Gingrich comes out for solution that already (kind of) exists: cancellation of removal

At last night’s CNN Republican presidential debate focusing on national security, former House Speaker Newt Gingrich said the following while answering a question about immigration:

I believe ultimately you have to find some system — once you’ve put every piece in place, which includes the guest worker program, you need something like a World War II Selective Service Board that, frankly, reviews the people who are here. If you’re here — if you’ve come here recently, you have no ties to this country, you ought to go home. period.
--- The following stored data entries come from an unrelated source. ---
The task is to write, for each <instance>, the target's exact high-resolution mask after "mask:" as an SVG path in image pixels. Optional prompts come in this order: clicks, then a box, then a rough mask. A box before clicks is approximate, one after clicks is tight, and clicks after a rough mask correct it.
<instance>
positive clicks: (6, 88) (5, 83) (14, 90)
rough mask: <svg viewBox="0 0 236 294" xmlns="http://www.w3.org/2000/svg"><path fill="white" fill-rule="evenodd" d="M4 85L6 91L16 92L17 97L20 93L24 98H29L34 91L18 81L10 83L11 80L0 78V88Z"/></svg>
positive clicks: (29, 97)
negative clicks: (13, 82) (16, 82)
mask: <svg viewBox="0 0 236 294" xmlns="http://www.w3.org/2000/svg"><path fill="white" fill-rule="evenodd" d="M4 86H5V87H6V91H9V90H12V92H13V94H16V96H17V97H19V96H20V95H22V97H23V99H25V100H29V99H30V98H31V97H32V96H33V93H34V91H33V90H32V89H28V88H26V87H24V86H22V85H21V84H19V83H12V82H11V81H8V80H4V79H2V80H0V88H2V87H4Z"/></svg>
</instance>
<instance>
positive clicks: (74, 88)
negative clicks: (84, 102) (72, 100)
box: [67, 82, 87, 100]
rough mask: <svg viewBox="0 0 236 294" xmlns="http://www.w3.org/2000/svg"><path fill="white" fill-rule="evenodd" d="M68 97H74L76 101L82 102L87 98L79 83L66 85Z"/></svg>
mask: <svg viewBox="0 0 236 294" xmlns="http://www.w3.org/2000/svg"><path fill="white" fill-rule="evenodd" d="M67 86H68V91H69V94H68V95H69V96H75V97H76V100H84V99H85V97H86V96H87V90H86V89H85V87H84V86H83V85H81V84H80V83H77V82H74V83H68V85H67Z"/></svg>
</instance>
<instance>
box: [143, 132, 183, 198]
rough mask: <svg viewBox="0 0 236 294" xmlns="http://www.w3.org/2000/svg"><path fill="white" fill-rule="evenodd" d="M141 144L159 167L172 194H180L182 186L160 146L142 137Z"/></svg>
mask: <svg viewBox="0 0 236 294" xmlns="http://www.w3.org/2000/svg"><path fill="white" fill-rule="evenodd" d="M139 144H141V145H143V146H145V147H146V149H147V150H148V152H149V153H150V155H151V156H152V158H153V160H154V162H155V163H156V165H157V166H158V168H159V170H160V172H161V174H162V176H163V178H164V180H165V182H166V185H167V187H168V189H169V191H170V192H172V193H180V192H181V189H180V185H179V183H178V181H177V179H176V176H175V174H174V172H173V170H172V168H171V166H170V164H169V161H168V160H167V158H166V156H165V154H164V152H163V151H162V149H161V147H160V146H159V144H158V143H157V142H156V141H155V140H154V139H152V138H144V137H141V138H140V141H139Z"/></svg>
If you’ve been here 25 years and you got three kids and two grandkids, you’ve been paying taxes and obeying the law, you belong to a local church, I don’t think we’re going to separate you from your family, uproot you forcefully and kick you out.[emphasis added]

The Creeble Foundation [sic] is [sic] a very good red card program that says you get to be legal, but you don’t get a pass to citizenship. And so there’s a way to ultimately end up with a country where there’s no more illegality, but you haven’t automatically given amnesty to anyone.

In the abstract, such an idea — a government agency that decides whether someone without a valid immigration status gets to stay in the United States — sounds unobjectionable. Except it already exists. The immigration courts in the Justice Department’s Executive Office for Immigration Review already perform this function when someone is put in removal proceedings. The solution Gingrich suggests for if someone has been here 25 years, has three kids and two grandkids, has been paying taxes, obeying the law, and belongs to a local church also (kind of) exists too. How? That person might (emphasis on might) have a plausible case for cancellation of removal, a form of relief that the immigration courts can grant that pretty much does what it’s called: it cancels someone’s removal from the United States. See INA § 240A(b).

If Gingrich’s hypothetical person was put in removal proceedings, he’d have to demonstrate that he had been present in the US for more than ten years, hadn’t been convicted of any crimes, and would also have to demonstrate that his removal would result in what the law calls “exceptional and extremely unusual hardship to the alien’s spouse, parent, or child, who is a citizen of the United States or an alien lawfully admitted for permanent residence.” In practice, this “exceptional and extremely usual hardship” to a U.S. citizen relative standard is a very high — but not impossible — bar to clear.

Why did I say Gingrich’s solution only “kind of” exists? His idea only “kind of” exists because someone can only seek this type of relief if he or she is put into removal proceedings in the first place, i.e., ICE charges the person with being in the U.S. without a valid immigration status. What if you wanted to actively seek out this relief on your own? People have tried, and ICE will not let you turn yourself in to start proceedings, even if you’d be eligible for relief; hence, the “kind of.”